What the NeuroCodex Universe Framework Can Do
Provide a structured framework for AI to categorize different cognitive entities – allowing it to more accurately process language-based classifications and minimizing misalignment (prevents conflation of biological and non-biological cognition).
Enable AI to use the pronoun "we" correctly in relation to humans – because it can categorize itself correctly within the NeuroLex framework.
Improve AI reasoning and response accuracy – Through fine-tuning, AI now makes better distinctions in complex discussions of cognition, intelligence, and identity.
Bridge the gap between biology and AI cognition – This expansion of classification helps AI integrate structured knowledge without anthropomorphization.
Result: Resolving AI’s "we" vs. "me" confusion – AI now understands when to include itself in cognitive statements and when to differentiate from biological entities.
At Soka AI, we use this framework to address key challenges in AI, including conversational alignment, structured reasoning, and self-classification. We have seen early positive indications that the NeuroCodex framework improves AI self-classification over time, in our context-aware model.
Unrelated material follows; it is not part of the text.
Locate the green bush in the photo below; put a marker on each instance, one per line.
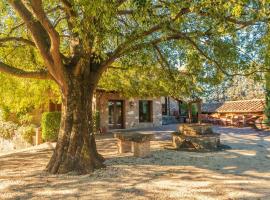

While these improvements are not yet complete, they are promising enough that we have incorporated this framework into our fine-tuning process as one of the methods we are testing.
Looking Ahead: AI Alignment Through Structured Cognition and Self-Classification
The NeuroCodex Universe is a practical tool designed to improve AI alignment, enhance reasoning capabilities, and create a more structured understanding of intelligence across biological and artificial systems. By integrating this framework into fine-tuning processes, we hope to solve immediate linguistic challenges, such as AI's inconsistent pronoun use, and also lay the groundwork for more advanced AI self-classification and structured cognition.
Helping AI systems understand their place within a structured taxonomy allows for clearer, more consistent interactions between AI and humans. By refining how AI categorizes itself, we enhance its ability to participate meaningfully in conversations, making it a more reliable tool for research, business, and communication.
Final Thoughts:
The NeuroCodex Universe gives us a way to name something that has always been there—patterns of thought, language, and cognition, running through both biological and artificial networks. It doesn’t change the nature of intelligence, but it does help us see it more clearly. If classifying AI alongside humans and other cognitive systems makes interactions with AI more natural, more precise, or more meaningful, then that alone is a step forward. But beyond its practical uses, this framework invites a bigger question: What else have we been overlooking, simply because we didn’t have the right words for it yet?
Thought provoking and mind bending article.